The spectacular collapse of FTX – once the world’s second-largest cryptocurrency exchange – in late 2022 sent shockwaves through global finance.
Overnight, billions vanished. Celsius, Voyager, Terra-Luna followed suit. These weren’t small start-ups but global giants that evaporated, taking life savings and investor confidence with them. And all of this happened in an industry built around an invisible founder: Satoshi Nakamoto, a ghostly figure no one has ever identified. That’s the paradox of crypto – wildly powerful, yet built on mystery and instability.
And yet, Pakistan is sprinting into this high-risk arena without shoes, safeguards or a map. Crypto is still officially banned in Pakistan. Finance Secretary Imdadullah Bosal clearly reaffirmed this before the National Assembly Standing Committee on Finance and Revenue. Yet we see a rush of announcements: a proposed national bitcoin reserve, a Pakistan Crypto Council, and 2,000 megawatts allocated for mining. This isn’t just policy. This is contradiction.
At the heart of it all is a gaping legal vacuum. There is no formal law here that recognises cryptocurrencies, no licensing regime for exchanges or wallets and no institutional framework aligned with our international obligations. A draft bill reportedly exists but remains unseen, unpassed, and unenforced. Even more alarming: no public education campaign has been launched. Citizens are being swept into high-risk digital speculation without the faintest understanding of what they’re entering or what they could lose.

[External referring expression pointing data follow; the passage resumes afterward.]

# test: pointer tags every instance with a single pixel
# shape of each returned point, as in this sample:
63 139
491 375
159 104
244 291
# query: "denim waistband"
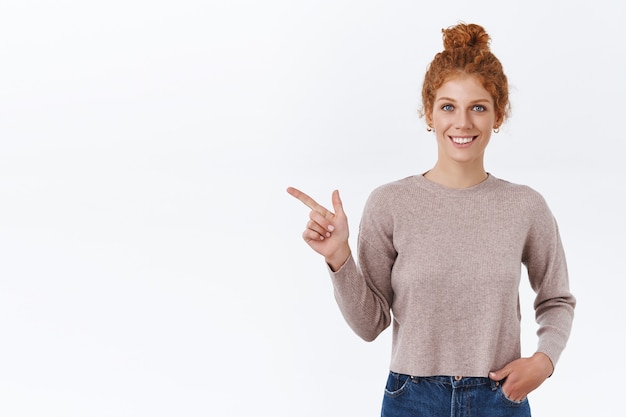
457 381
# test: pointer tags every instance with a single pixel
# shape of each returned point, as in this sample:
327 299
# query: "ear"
498 122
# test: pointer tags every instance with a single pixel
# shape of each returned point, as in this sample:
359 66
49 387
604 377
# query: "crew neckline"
442 189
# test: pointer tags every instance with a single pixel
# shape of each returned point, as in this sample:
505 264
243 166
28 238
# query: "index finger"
309 202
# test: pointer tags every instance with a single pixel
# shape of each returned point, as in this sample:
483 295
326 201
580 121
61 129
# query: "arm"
554 305
363 292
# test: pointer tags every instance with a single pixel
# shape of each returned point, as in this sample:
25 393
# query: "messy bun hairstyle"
466 52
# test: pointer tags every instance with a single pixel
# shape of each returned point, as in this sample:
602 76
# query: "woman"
439 257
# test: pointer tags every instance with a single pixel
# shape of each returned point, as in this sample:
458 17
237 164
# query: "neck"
456 177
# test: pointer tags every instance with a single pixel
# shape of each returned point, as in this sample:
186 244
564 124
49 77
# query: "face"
463 116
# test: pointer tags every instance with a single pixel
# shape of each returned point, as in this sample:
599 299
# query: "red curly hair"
466 52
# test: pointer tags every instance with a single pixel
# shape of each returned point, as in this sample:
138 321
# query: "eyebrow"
473 101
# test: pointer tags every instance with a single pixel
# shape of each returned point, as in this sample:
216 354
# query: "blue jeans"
448 396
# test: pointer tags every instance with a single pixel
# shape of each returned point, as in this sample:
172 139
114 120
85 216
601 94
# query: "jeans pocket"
507 400
397 384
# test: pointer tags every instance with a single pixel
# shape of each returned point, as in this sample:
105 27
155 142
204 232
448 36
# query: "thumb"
500 374
337 204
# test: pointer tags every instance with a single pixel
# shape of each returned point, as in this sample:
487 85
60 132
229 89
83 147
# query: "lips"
462 140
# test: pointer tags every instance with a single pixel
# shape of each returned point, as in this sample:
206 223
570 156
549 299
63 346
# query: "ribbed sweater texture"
443 267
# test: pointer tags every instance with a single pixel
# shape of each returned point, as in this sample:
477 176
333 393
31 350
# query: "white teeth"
462 141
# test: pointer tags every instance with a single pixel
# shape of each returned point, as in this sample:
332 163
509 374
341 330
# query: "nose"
463 121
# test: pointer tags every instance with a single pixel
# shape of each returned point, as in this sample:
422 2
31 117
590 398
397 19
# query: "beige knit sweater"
443 266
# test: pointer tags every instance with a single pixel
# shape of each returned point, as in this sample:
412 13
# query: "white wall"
150 259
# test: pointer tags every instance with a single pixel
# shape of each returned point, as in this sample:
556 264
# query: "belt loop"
494 384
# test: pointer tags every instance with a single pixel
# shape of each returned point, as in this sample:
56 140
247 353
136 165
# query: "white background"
150 259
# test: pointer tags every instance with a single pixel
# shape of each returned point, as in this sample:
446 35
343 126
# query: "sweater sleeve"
554 304
363 290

I raised these concerns formally in a recent session of the National Assembly. The matter was referred to the Standing Committee on Finance and Revenue. The State Bank and the Ministry of Finance could offer no clarity – only contradictions. While crypto remains banned, its promotion continues unchecked. Investors are confused, policymakers are unprepared, and the public is unprotected.
The risks are not hypothetical. El Salvador’s bitcoin experiment led to near disaster: its reserves nosedived, adoption flopped and the IMF warned of fiscal collapse. Nigeria banned exchanges after digital tokens destabilised the naira. Turkey outlawed crypto payments. The Central African Republic quietly abandoned its bitcoin law within a year. Even India, despite its tech muscle, has treaded slowly, issuing repeated warnings through its central bank.
Pakistan must learn from these failures. Tying state resources to an unregulated, volatile asset like bitcoin could wreck our reserves overnight. Encouraging mining in an energy-starved country, where households suffer from blackouts and inflated bills, is regressive. And allowing unchecked trading in a legally grey zone opens the floodgates to scams, money laundering, terror financing and investor manipulation.
Yes, steps have been taken. The appointment of a minister of state for crypto is a start. Diplomatic engagement is commendable. Discussions on a Digital Assets Authority are in motion. But none of this matters without a real law.
Pakistan urgently needs a Digital Assets and Blockchain Act passed through parliament, aligned with FATF standards, and equipped with teeth. This legislation must create a clear licensing system for exchanges, wallets and crypto services. It must establish compliance with global AML (anti-money laundering), KYC (know your customer), and CFT (countering the financing of terrorism) standards. A dedicated regulator, or an empowered SECP, must be authorised to audit, monitor and shut down violators. Mining projects must be tightly controlled and energy impacts transparently assessed. Government-held crypto assets, if any, should be professionally managed, hedged, and reported publicly.
Equally critical: a national awareness drive. Citizens must be informed about the risks, scams, and false promises of crypto. Regulation is not just about control but really also about protection. What we have today is silence, ambiguity, and exposure.
Crypto may well be the future. But it cannot be built on fantasy. If Pakistan does not act now with clarity, caution, and courage, we risk turning digital innovation into a national liability.
The writer is a member of the National Assembly. She holds a PhD in Law, and serves on the National Assembly’s Special Committee on Kashmir.